In Rwanda, many people have been working tirelessly to improve the lives of women. Though significant progress has been made, there is still much to do in order to achieve equality. One step in that direction was the allocation of Rwf 7.2 billion to the Ministry of Gender and Family Promotion in the 2017/2018 fiscal year. While money cannot change the way that women and their roles in society are viewed, it can help to implement programs that do just that.
Pamela Mudakikwa is the communications officer at the Ministry of Gender and Family Promotion. She explained that the money would be used to focus on the promotion of gender equality, to place family welfare at the center of national development, to fight gender-based violence, to promote and protect child rights, and to mobilize women to participate in development programs.
In response to this allocation of funds, women’s activist Olive Uwamariya believes that celebration is in order. She explains that she has seen other countries promise to invest in women but ultimately fail to follow through. The allocation of money to the Ministry of Gender and Family Promotion, to Uwamariya, means that the Rwandan government plans to keep its promise to women.

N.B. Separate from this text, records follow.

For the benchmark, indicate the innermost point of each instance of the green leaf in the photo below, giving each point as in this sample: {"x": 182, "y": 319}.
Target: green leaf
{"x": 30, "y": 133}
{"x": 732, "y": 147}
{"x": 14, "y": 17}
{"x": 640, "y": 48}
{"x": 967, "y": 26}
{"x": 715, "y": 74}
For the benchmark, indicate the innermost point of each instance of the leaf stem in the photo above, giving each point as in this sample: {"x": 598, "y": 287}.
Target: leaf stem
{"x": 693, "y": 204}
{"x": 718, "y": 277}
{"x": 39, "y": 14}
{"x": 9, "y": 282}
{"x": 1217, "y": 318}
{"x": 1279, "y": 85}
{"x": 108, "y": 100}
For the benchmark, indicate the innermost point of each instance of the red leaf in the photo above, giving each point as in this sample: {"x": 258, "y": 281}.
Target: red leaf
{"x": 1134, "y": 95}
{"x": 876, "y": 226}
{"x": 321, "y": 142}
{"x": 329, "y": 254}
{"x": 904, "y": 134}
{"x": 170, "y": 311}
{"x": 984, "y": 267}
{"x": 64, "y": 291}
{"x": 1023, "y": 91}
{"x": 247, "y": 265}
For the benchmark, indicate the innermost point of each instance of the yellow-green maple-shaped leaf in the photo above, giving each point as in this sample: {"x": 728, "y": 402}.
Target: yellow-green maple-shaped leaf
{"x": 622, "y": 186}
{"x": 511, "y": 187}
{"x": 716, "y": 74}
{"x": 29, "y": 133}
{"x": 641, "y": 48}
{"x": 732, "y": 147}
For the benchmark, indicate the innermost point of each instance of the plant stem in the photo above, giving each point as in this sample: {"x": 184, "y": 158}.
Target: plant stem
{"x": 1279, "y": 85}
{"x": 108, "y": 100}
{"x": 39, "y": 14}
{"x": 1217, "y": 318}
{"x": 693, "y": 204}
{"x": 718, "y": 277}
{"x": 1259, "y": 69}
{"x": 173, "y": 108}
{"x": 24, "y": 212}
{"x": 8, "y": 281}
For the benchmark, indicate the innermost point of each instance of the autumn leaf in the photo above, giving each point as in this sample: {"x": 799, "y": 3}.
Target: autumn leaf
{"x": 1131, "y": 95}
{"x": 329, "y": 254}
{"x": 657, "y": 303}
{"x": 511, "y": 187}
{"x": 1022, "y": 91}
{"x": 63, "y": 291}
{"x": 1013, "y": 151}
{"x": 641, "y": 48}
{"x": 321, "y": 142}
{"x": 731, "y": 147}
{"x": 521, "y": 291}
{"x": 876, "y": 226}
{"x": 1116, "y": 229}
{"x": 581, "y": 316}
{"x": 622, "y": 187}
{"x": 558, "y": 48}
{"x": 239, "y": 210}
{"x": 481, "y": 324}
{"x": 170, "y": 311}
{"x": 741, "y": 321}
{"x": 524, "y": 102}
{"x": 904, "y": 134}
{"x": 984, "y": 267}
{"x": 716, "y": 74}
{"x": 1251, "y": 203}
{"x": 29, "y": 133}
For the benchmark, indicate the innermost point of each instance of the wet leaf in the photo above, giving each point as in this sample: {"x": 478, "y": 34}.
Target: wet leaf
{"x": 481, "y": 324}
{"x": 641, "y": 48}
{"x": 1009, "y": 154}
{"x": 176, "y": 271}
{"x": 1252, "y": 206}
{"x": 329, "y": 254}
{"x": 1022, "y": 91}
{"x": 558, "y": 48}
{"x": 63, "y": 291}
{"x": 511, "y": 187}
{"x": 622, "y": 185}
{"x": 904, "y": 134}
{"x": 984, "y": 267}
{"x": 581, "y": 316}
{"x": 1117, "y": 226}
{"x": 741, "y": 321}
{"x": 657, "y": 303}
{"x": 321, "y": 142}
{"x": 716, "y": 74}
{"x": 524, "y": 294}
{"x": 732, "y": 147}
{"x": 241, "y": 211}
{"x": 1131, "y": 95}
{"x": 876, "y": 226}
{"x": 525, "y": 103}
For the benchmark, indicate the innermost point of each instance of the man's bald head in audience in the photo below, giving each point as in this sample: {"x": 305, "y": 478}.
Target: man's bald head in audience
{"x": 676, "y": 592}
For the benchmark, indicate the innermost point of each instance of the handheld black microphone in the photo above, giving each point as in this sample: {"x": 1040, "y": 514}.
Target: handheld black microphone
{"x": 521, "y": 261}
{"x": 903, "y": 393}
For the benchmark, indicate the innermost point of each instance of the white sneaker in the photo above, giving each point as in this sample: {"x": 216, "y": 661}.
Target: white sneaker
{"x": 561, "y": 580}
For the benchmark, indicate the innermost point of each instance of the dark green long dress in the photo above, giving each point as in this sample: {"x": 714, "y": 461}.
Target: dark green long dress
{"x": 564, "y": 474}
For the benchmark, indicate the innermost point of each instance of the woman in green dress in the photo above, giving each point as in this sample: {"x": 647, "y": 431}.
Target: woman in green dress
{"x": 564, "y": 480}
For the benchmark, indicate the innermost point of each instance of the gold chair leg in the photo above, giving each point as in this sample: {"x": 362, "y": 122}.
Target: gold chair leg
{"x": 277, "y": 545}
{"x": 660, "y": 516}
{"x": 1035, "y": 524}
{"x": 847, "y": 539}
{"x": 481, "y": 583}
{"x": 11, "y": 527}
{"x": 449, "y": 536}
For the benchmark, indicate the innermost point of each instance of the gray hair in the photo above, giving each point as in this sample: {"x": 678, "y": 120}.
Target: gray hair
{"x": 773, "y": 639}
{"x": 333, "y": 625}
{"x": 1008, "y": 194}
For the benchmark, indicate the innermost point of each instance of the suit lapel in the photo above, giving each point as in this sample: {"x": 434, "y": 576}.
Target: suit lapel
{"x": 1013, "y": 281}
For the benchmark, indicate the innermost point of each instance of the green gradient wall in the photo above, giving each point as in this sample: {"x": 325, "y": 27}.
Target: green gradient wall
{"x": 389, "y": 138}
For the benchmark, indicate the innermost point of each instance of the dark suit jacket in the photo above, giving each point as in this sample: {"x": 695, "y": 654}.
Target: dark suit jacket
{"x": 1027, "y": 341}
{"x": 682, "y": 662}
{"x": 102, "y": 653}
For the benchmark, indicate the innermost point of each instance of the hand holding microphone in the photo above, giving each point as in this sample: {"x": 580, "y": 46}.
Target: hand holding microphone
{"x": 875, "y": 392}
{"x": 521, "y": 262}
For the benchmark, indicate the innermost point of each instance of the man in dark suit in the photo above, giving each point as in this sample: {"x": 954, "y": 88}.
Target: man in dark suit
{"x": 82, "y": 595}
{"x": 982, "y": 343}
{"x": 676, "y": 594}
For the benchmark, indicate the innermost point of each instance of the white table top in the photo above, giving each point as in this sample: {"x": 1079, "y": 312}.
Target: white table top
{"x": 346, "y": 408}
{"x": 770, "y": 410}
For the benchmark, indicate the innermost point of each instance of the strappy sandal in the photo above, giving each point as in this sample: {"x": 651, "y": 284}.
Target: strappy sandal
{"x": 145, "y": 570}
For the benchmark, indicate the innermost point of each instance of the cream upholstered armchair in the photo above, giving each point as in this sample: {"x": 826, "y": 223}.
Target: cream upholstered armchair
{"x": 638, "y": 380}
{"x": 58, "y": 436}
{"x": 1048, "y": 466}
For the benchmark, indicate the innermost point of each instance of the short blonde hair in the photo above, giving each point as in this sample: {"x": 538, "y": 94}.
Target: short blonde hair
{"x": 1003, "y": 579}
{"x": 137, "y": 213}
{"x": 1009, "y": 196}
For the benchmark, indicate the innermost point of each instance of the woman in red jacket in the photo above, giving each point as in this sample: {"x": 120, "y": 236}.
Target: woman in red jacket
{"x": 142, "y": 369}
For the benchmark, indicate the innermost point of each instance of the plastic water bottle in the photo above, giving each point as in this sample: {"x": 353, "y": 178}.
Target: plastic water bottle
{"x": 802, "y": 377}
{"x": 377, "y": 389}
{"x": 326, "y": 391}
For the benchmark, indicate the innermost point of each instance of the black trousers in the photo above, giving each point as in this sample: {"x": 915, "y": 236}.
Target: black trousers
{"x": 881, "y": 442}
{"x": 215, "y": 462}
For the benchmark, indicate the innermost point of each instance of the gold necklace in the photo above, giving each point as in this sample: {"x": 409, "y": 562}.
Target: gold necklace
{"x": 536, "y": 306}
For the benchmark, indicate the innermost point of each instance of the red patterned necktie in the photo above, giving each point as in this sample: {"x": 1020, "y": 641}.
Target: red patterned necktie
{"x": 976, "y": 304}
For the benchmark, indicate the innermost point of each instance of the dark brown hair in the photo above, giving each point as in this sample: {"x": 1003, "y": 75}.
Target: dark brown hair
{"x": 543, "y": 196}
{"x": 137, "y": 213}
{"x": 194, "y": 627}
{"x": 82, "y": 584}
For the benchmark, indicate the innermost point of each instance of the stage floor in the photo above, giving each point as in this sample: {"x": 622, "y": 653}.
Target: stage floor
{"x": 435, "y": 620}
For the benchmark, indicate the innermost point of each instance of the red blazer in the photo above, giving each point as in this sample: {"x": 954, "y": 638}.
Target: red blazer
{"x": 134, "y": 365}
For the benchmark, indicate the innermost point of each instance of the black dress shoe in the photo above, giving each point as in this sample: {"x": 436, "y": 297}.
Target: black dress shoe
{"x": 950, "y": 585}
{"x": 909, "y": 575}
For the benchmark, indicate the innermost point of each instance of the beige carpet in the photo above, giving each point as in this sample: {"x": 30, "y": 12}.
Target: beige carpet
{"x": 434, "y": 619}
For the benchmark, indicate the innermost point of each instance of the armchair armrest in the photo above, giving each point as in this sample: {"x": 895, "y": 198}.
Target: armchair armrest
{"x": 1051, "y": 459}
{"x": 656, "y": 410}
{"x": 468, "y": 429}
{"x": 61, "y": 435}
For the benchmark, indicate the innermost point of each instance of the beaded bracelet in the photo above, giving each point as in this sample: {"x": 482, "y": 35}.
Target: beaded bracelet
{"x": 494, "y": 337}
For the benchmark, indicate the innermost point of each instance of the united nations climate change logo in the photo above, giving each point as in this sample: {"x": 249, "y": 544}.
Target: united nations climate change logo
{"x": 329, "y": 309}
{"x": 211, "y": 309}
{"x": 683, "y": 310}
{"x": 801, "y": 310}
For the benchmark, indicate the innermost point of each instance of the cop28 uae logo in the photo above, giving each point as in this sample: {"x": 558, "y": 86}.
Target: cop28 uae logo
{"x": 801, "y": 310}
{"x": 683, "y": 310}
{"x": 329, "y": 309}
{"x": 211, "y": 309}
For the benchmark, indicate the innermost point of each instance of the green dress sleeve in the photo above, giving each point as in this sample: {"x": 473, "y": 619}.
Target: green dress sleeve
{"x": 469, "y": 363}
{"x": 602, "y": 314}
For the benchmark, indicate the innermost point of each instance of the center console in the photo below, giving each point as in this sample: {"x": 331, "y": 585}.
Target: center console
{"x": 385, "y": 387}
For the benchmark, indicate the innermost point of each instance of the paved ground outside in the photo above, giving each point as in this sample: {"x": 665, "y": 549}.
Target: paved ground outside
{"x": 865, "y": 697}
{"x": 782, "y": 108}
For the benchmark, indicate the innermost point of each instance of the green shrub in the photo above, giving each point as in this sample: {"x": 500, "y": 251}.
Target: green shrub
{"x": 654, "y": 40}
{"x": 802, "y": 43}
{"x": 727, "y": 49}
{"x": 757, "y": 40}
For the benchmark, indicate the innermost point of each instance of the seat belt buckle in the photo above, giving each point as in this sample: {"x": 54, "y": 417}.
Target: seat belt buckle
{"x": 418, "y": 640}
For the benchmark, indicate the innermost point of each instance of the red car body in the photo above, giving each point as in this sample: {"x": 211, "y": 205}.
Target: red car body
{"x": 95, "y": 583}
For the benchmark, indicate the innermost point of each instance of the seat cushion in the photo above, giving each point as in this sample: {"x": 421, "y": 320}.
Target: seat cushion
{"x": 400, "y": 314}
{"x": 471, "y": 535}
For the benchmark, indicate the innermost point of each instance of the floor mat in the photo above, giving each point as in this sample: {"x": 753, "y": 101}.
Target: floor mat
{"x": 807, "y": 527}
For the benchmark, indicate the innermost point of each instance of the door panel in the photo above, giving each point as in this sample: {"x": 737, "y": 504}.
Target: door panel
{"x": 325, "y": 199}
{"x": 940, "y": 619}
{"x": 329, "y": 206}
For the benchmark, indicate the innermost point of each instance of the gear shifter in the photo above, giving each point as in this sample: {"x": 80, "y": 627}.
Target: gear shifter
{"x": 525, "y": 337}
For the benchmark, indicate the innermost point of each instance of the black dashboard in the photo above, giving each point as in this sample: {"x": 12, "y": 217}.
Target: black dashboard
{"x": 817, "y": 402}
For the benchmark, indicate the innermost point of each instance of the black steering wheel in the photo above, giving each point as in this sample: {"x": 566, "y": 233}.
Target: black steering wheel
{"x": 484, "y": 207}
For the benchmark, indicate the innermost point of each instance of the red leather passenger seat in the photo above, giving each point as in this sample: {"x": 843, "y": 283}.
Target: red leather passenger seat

Uwamariya observes, “So this shows how committed the government is and as much as a lot has already been done, the government recognises that not only do we need to secure the gains achieved in promoting gender equality, but we also need to continue addressing socio-economic inequalities that Rwandan women continue to face, especially rural women who are most vulnerable.”
Uwamariya points out the fact that many cases of violence against women go unreported, and that women and children often face violence within and out of their homes. While the allocated money can support programs to combat gender inequality, money alone cannot fix the problems that women face on a daily basis. To do this, it is important to address the root causes of gender violence and inequality, and to eradicate these roots in order to reach equality.
Caroline Namara, president of Rwanda Toastmasters International, observes on a more hopeful note, “Over the years, lives of women have been transformed from being victims to leading actors in both public and private sectors with the support of such a budget. With that, and looking at the budget this year, I have no doubt that more lives, especially for women and girls, are going to be affected positively. More opportunities and policies that support their growth will be reinforced and implemented.” Women in Rwanda have come a long way in regards to equality, and the budget for this fiscal year will play a huge role in ensuring that this trend continues positively.
Problems like gender inequality cannot be solved overnight; however, the steps that Rwanda is taking with its budget should help Rwandan women to continue to gain freedom and responsibility. And though money alone cannot solve inequality, the attitude behind the budget is a big part of what will finally give Rwandan women what they deserve.